= Jefferson City Buzzards =

The Jefferson City Buzzards are the oldest marching club in New Orleans Mardi Gras. The club was founded in 1890. Named after the former New Orleans municipality of Jefferson City, the Buzzards have an all-male membership and are headquartered at 5215 Annunciation Street.

The Jefferson City Buzzards march in three parades each spring. Two weeks prior to Mardi Gras, the club holds a "practice parade" in uptown New Orleans dressed in drag. On Mardi Gras morning around 6:45am, wearing traditional Mardi Gras costumes, the club begins marching at Exposition Boulevard and Laurel Street, uptown at the edge of Audubon Park. The club walks down Laurel Street to Webster Street, turning right on Tchoupitoulas Street, down Tchoupitoulas Street to Arabella Street, then to Magazine Street, and finally to St. Charles Avenue down to Canal Street where the Club precedes Rex. The route proceeds to Rampart Street then makes a U-turn to end at Magazine and Poydras Streets. The club hands out emblem doubloons and paper flowers as favors.

The Buzzards also parade on Metairie Road as part of Metairie's St. Patrick's Day parade (which takes place on the Sunday before St. Patrick's Day), and on Veterans' Memorial Highway in Metairie the following Sunday as part of the annual Irish-Italian parade.

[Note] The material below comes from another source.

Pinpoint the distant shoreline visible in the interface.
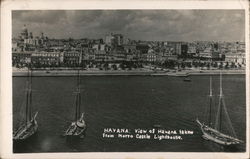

In August 1958, Armand Hug and His New Orleans Dixielanders made a television appearance on Art Ford's Jazz Party program on WDSU, debuting a new song entitled "The Buzzard Parade" which would eventually become the marching club's signature theme.

The Jefferson City Buzzards are briefly featured in the 1978 documentary 'Always For Pleasure' by Les Blank.